Quindi il consigliere Fabio Tripaldi, trovando l’approvazione del direttore Veglio, che parla di “problema di comunità”, con il capogruppo di Alba Città per Vivere che afferma: “Oltre che nella formazione dei medici, servirebbe una campagna adeguata di informazione al cittadino, per non creare sfiducia nei confronti della sanità pubblica, che ha come conseguenza un dirottamento sulla sanità privata, con un progressivo impoverimento di quella pubblica, se non si continua a investirvi”.

Chiude Alberto Gatto (Partito Democratico), che sollecita Veglio su disservizi legati alle prenotazioni al CUP, con l’impossibilità di avere date certe: “Perché non ci sono date disponibili, ma viene richiesto di richiamare nel giro di 10 giorni per avere delle disponibilità?”.

Il direttore generale replica: “Dal punto di vista formale ammetto una colpevolezza perché è obbligatorio avere una programmazione e le agende dovrebbero essere sempre aperte.

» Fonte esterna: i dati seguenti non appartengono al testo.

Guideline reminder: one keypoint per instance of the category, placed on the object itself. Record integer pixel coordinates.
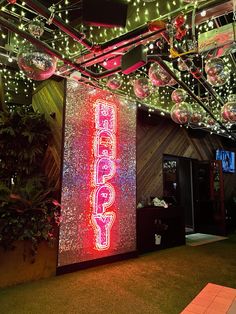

Questa è la norma… . Ma se chi riceve la chiamata è solo a lavorare, o si è in due, e si deve garantire al contempo l’assistenza ai pazienti in ospedale, le consulenze agli altri reparti, le consulenze in Pronto soccorso, non sarà possibile allocare un tempo standard in ambulatorio: lo farò residualmente, quando posso, perché non è fattibile programmare un’attività. Tutto è riconducibile alla mancanza di personale. Viene garantita l’urgenza, ma così facendo si rischiano anche problemi, tra qualche anno, perché così facendo viene meno la prevenzione primaria e secondaria. Lo screening è efficace se viene effettuato: sospendendo l’attività di prevenzione, se viene meno una programmazione seria con risorse adeguate, avremo notevoli problemi di salute pubblica nel medio periodo. Questo è preoccupante in termini di salute pubblica. In Italia si spende pochissimo per la salute, il 6% in termini di frazione di PIL investita per la sanità: siamo davanti solo alla Grecia, in Italia… in Germania è il doppio, la media europea è del 9%. Non serve fare 1.000 ecografie in più, perché magari 500 sono inutili… Ma la politica vive spesso di annunci, quando una programmazione adeguata risolverebbe molti più problemi. Gli stessi soldi spesi per formare un radiologo in più consentirebbero di offrire un servizio migliore”.